Details
Description
I consider to use Kafka in my company, so currently doing failover test.
Conditions:
- org.apache.kafka:kafka-clients:1.0.0
- New consumer using bootstrap.servers, a consumer group and a group coordinator
- num. brokers = 3 (id #1, #2, #3)
- Topic num. partitions = 3, replication factor = 3
- offsets.topic.replication.factor = 3
Reproduction Step:
- Run consumers in the same consumer group, each of them subscribe to a topic
- Kill (kill -9) #1, #2 broker simultaneously (only #3 online)
- Consumers eventually connect to #3 broker
- Start #1, #2 broker again after a while (#1, #2, #3 online)
- Kill (kill -9) #2, #3 broker simultaneously (only #1 online)
- Now consumers endlessly try to connect to #3 broker only
- Start #2 broker again after a while (#1, #2 online)

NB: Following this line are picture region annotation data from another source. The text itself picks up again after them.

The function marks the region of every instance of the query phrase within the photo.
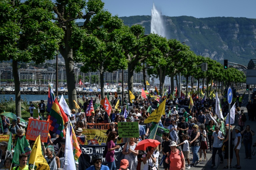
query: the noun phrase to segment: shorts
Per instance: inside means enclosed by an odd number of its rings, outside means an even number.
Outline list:
[[[161,143],[162,143],[162,139],[161,137],[159,136],[158,135],[156,135],[156,136],[155,137],[155,140],[157,140]]]
[[[169,169],[170,168],[170,163],[165,163],[165,161],[164,160],[163,161],[163,168],[164,169]]]
[[[183,154],[184,155],[184,157],[186,159],[189,159],[189,152],[190,151],[182,151]]]

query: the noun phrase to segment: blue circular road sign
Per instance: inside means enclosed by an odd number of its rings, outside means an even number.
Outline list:
[[[233,95],[232,93],[232,89],[231,87],[229,87],[228,89],[228,94],[227,97],[228,98],[228,104],[230,104],[232,102],[232,99],[233,97]]]

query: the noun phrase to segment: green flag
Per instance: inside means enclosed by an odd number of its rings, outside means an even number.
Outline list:
[[[26,136],[23,136],[20,139],[20,144],[22,146],[25,154],[28,156],[30,155],[32,149],[30,148],[29,143],[28,142],[28,140],[26,139]]]
[[[7,150],[11,152],[12,150],[12,137],[11,132],[10,133],[10,137],[9,141],[8,141],[8,146],[7,147]]]
[[[12,159],[12,163],[19,165],[20,162],[19,161],[19,156],[21,153],[25,153],[24,150],[23,150],[22,146],[20,143],[20,138],[18,138],[18,141],[16,144],[16,146],[14,149],[14,153],[13,154],[13,159]]]
[[[157,131],[157,128],[158,127],[158,125],[159,124],[159,122],[158,122],[156,125],[155,125],[155,127],[153,129],[151,128],[151,130],[150,131],[150,133],[149,134],[148,139],[154,139],[155,137],[156,136],[156,131]]]
[[[153,129],[154,129],[155,127],[157,125],[157,124],[156,124],[155,123],[152,123],[152,126],[151,127],[151,128],[150,129],[151,132],[152,132],[152,131],[153,130]],[[165,132],[169,133],[169,129],[162,127],[161,127],[158,126],[157,127],[157,129],[156,130],[156,135],[157,135],[157,136],[161,137],[162,134],[163,133]],[[151,132],[150,133],[151,133]]]

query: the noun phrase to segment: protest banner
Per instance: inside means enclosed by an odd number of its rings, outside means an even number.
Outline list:
[[[115,128],[116,129],[118,129],[118,127],[116,126],[117,123],[116,124]],[[108,130],[111,128],[111,125],[110,123],[87,123],[87,129],[105,129]]]
[[[0,135],[0,142],[6,141],[7,142],[9,141],[10,135]]]
[[[41,141],[47,142],[50,130],[50,122],[36,119],[29,119],[26,138],[35,141],[39,135]]]
[[[124,159],[124,155],[122,152],[125,143],[119,144],[121,147],[115,150],[115,161],[116,169],[119,169],[120,166],[120,162]],[[92,161],[92,156],[96,154],[103,156],[105,145],[98,146],[88,146],[80,145],[82,150],[82,154],[78,159],[79,164],[78,170],[86,169],[93,165]],[[102,158],[102,165],[107,165],[107,161],[105,158]]]
[[[118,132],[120,137],[139,137],[138,122],[119,122]]]
[[[102,129],[83,129],[82,133],[86,136],[84,142],[84,144],[89,145],[105,144],[108,138],[106,133],[107,130]],[[81,143],[82,141],[81,140],[83,140],[82,138],[80,139],[78,143]],[[120,141],[118,141],[118,139],[117,143],[120,143],[121,142]]]
[[[33,118],[38,118],[38,109],[33,109]]]

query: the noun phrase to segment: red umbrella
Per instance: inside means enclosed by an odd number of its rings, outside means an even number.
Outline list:
[[[141,141],[135,147],[135,150],[145,150],[147,147],[156,147],[161,143],[154,139],[145,139]]]

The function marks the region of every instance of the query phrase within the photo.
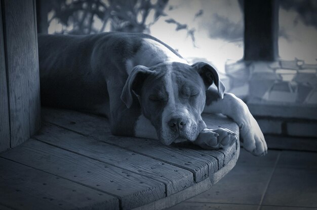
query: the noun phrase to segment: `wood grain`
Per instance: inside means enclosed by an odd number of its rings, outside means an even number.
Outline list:
[[[114,195],[123,209],[165,196],[161,182],[35,140],[30,139],[1,156]]]
[[[28,69],[29,114],[30,117],[30,135],[34,134],[41,128],[41,99],[39,98],[39,71],[38,67],[38,52],[37,51],[37,32],[35,0],[28,0],[27,10],[29,15],[27,17],[28,27],[33,28],[26,33],[27,39],[27,62]],[[33,12],[33,14],[31,14]],[[33,18],[33,20],[32,20]]]
[[[2,8],[0,2],[0,152],[10,148],[10,136]]]
[[[235,149],[235,145],[230,149],[222,150],[206,150],[192,145],[180,148],[164,146],[152,139],[114,136],[110,134],[109,123],[105,118],[97,119],[92,115],[73,111],[70,116],[68,112],[62,110],[56,112],[55,110],[44,109],[43,119],[99,141],[190,171],[196,182],[203,180],[225,165],[231,155],[228,154],[225,158],[226,153],[233,152],[232,149]],[[239,134],[236,124],[223,116],[209,114],[204,117],[208,120],[206,123],[211,126],[221,125]]]
[[[119,209],[113,196],[3,158],[0,189],[0,203],[15,209]]]
[[[207,164],[178,153],[179,151],[176,148],[164,146],[157,140],[152,139],[113,136],[109,134],[107,128],[96,127],[94,125],[98,124],[89,123],[91,120],[96,120],[95,116],[77,112],[70,118],[65,112],[60,110],[59,113],[55,113],[54,110],[43,110],[43,119],[47,122],[64,127],[99,141],[189,171],[193,174],[195,182],[203,180],[208,176]],[[80,120],[77,120],[77,118]],[[100,118],[99,120],[104,122],[100,123],[100,125],[108,125],[106,118]],[[68,122],[72,123],[68,123]],[[83,122],[85,124],[82,123]],[[108,128],[108,126],[106,126]]]
[[[3,0],[10,109],[11,145],[38,128],[39,83],[33,0]],[[36,92],[35,92],[36,90]],[[36,110],[37,109],[37,110]],[[37,114],[36,114],[37,113]],[[34,121],[37,121],[34,123]],[[32,125],[30,126],[30,123]]]
[[[160,199],[154,202],[136,208],[134,210],[161,210],[165,209],[205,192],[210,189],[212,186],[210,180],[208,178],[172,196]]]
[[[39,133],[33,137],[59,148],[162,182],[166,186],[168,196],[193,184],[192,173],[188,171],[48,123],[44,123]]]

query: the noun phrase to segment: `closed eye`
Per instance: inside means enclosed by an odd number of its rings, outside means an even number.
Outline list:
[[[195,92],[191,93],[190,94],[190,97],[195,96],[196,95],[198,95],[199,94],[199,92]]]

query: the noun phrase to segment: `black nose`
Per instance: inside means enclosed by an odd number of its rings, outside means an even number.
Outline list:
[[[187,120],[183,118],[172,118],[168,122],[171,129],[174,131],[181,131],[187,123]]]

- Consumers still blindly try to connect to #3 broker
Expectation:
Consumers successfully connect to #1 broker after step 5.
Record:
I attached a consumer log file with TRACE log level. Related events below:
- 12:03:13 kills #1, #2 broker simultaneously
- 12:03:42 starts #1, #2 broker again
- 12:04:01 kills #2, #3 broker simultaneously
- 12:04:42 starts #2 broker again